NHMDenmark / DanSpecify

Important files regarding the Danish instance of the Specify database system for collections digitisation and management, plus placeholder for issue tracking. Guidelines, manuals and other kinds of documentations will be gathered on the wiki.
3 stars 3 forks source link

Data dump #138

Open PipBrewer opened 2 years ago

PipBrewer commented 2 years ago

Would it be possible to get a data dump (as csv) of all records with all fields from Specify so I can use it to look at how fields are used?

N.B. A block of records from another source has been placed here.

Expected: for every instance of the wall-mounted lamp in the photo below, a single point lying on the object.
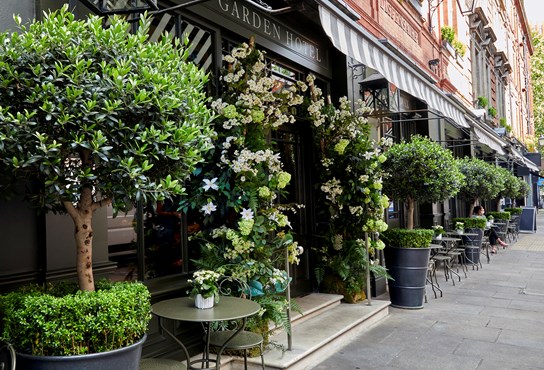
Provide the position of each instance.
(120, 6)
(468, 7)
(434, 63)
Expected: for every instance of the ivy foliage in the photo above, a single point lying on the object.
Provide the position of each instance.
(511, 187)
(83, 106)
(351, 204)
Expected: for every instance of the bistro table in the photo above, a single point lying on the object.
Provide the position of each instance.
(183, 309)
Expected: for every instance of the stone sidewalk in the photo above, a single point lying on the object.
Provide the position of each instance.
(494, 319)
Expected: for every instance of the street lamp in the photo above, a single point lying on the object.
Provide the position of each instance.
(108, 7)
(468, 7)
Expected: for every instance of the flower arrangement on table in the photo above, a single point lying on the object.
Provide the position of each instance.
(438, 230)
(239, 191)
(351, 204)
(205, 283)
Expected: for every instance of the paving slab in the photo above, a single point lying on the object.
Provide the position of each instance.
(493, 319)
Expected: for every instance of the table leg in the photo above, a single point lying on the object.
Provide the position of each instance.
(171, 335)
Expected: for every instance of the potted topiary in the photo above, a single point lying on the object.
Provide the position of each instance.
(510, 186)
(419, 170)
(482, 181)
(94, 116)
(407, 258)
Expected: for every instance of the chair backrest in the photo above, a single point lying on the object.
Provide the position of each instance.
(474, 241)
(235, 287)
(7, 356)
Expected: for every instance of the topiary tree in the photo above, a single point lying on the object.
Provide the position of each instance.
(524, 189)
(482, 181)
(97, 116)
(420, 171)
(510, 188)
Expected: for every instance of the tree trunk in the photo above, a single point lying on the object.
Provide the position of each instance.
(411, 205)
(472, 205)
(82, 216)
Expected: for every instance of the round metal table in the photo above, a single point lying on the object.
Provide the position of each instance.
(183, 309)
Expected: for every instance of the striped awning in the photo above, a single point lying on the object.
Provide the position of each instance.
(351, 39)
(491, 140)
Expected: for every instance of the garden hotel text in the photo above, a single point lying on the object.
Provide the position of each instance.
(271, 29)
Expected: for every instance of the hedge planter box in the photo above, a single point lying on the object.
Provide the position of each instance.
(473, 244)
(408, 269)
(127, 358)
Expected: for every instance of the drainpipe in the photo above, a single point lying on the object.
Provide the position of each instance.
(527, 83)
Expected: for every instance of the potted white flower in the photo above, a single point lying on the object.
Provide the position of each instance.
(459, 227)
(205, 289)
(438, 231)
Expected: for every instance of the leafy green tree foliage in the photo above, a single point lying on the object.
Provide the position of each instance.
(511, 185)
(420, 171)
(97, 116)
(483, 181)
(537, 82)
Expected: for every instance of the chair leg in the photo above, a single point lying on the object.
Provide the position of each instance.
(261, 350)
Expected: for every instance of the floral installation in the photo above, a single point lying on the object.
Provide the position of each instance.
(238, 190)
(204, 282)
(438, 230)
(350, 184)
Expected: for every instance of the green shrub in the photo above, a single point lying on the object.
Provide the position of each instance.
(471, 222)
(492, 111)
(513, 211)
(499, 215)
(407, 238)
(447, 34)
(459, 47)
(61, 320)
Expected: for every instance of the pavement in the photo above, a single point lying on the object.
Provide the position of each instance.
(493, 319)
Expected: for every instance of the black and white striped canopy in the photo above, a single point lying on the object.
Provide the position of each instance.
(352, 40)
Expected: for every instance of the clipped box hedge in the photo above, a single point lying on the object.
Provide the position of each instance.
(60, 320)
(499, 215)
(471, 222)
(514, 211)
(407, 238)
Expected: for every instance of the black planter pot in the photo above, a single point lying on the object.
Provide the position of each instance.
(127, 358)
(473, 245)
(378, 285)
(408, 268)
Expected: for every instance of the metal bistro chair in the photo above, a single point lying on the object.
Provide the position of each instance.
(513, 229)
(7, 356)
(160, 364)
(244, 340)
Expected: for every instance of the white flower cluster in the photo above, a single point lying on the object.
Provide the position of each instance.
(332, 189)
(337, 242)
(246, 160)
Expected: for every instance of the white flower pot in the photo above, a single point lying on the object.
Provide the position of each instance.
(203, 303)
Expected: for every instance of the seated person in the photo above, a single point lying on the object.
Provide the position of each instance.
(478, 212)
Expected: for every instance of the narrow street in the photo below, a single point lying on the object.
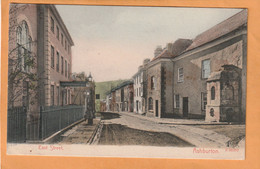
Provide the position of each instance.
(116, 132)
(131, 129)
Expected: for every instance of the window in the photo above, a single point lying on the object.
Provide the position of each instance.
(180, 75)
(97, 96)
(52, 25)
(62, 39)
(153, 82)
(66, 68)
(203, 101)
(25, 97)
(64, 97)
(62, 65)
(228, 92)
(24, 41)
(212, 93)
(58, 62)
(52, 56)
(52, 95)
(58, 95)
(205, 68)
(150, 101)
(177, 101)
(68, 96)
(58, 33)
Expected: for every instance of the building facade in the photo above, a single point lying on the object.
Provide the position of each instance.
(138, 91)
(159, 72)
(223, 44)
(39, 60)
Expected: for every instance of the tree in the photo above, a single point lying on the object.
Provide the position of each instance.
(22, 66)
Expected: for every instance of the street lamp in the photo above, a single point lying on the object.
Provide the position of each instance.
(90, 77)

FedorSteeman commented 2 years ago

So I decided it would still be easiest to write a relatively straightforward SQL query for this with the downside that I mentioned, that for each one-to-many relationship, row duplications will occur. The Specify-interface has a built-in way for aggregrating rows, but getting all the details out of the related objects will result in the same thing. Writing a recursive SQL query that flattens the information for each relationship would become too much of a time-intensive effort to qualify as "creating a simple dump".

I started out diligently selecting the fields that actually contain anything interesting at all for the specimen level data in any case, but eventually descended into just selecting everything for each of the related tables. To make it a bit clearer what the different columns stand for, I added separater columns in between each join. I used a Specify query "Full Query All Specimens" to get an idea of what tables to add to the query, which has been copied to both @PipBrewer and @AstridBVW 's accounts. More joins can be added if desired.

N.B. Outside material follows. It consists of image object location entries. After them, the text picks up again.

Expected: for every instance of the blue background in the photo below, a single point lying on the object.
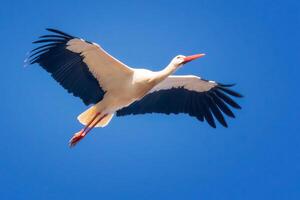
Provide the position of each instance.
(252, 43)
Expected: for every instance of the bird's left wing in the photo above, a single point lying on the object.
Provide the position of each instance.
(187, 94)
(81, 67)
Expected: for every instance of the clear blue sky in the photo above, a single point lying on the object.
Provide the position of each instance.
(252, 43)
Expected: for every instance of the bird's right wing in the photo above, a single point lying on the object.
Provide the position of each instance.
(81, 67)
(190, 94)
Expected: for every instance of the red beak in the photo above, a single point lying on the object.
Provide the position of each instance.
(192, 57)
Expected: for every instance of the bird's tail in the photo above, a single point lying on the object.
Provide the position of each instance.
(85, 117)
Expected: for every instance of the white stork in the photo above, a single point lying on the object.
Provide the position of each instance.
(87, 71)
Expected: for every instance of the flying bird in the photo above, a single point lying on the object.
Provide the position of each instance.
(87, 71)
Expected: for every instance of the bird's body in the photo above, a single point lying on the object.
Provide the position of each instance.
(89, 72)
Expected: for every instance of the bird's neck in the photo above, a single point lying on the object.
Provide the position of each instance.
(163, 74)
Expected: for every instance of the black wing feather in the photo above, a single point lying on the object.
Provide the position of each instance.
(209, 105)
(66, 67)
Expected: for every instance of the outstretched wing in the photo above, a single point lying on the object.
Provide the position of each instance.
(81, 67)
(192, 95)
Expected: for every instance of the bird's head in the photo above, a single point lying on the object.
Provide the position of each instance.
(181, 60)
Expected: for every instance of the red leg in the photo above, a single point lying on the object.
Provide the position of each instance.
(81, 134)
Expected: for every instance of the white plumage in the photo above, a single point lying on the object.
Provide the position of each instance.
(89, 72)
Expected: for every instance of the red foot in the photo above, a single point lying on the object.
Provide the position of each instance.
(76, 138)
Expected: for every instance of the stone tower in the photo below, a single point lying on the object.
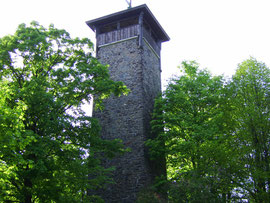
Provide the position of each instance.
(130, 42)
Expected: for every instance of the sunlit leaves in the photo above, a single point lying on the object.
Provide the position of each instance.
(47, 143)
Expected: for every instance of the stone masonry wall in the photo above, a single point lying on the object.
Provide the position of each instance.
(128, 117)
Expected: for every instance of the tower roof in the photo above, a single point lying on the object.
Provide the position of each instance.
(135, 11)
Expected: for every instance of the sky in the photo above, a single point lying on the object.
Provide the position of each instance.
(218, 34)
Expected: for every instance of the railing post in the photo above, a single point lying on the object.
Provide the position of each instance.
(140, 29)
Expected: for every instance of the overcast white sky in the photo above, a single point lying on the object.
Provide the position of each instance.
(218, 34)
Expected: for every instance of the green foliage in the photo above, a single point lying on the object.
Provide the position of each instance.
(48, 146)
(215, 134)
(250, 99)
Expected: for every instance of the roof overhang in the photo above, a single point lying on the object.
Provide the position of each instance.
(135, 11)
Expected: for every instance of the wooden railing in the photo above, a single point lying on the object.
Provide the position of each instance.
(117, 35)
(125, 33)
(151, 41)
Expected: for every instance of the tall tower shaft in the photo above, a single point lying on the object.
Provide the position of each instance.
(130, 42)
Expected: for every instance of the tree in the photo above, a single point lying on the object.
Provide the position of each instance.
(48, 145)
(250, 99)
(190, 120)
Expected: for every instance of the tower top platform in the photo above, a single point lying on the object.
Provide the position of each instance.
(134, 12)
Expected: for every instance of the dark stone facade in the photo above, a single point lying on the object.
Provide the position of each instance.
(128, 117)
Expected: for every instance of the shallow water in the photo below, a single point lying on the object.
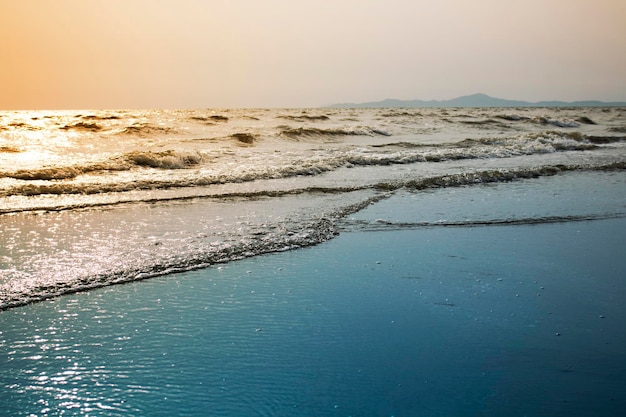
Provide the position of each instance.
(94, 198)
(515, 320)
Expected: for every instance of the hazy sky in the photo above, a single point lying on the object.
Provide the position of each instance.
(305, 53)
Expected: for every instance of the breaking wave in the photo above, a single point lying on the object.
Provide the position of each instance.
(162, 160)
(304, 132)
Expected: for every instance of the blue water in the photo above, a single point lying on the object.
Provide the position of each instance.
(522, 320)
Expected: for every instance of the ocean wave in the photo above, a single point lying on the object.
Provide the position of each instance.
(23, 289)
(163, 160)
(209, 119)
(304, 132)
(145, 129)
(9, 149)
(83, 126)
(19, 288)
(304, 117)
(399, 153)
(244, 138)
(383, 225)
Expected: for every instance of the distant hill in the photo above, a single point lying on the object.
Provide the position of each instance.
(475, 100)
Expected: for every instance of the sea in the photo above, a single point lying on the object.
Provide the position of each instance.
(313, 262)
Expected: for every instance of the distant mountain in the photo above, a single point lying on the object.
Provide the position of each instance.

I'm not 100% I added everything of interest, but that is also because of the huge amount of data that can potentially be added. For instance, I skipped adding joins of determination agents and collector agents, so only the primary keys of those can be seen in the determination and collecting events respectively. The file itself is already huge (1,2 GB) and can perhaps not be opened in something like Excel. Getting dumps of each individual table may be more what you're after, but then you would need to look up the related info yourself.

In that respect, it is actually good to keep in mind that there is of course a reason that data is structured in a relational database system the way it is. Exercises like these underline that trying to squeeze everything into a flat file is not very useful in itself. What is useful is understanding how to retrieve specific subsets of data from the larger whole, or relying on someone else to do that for you.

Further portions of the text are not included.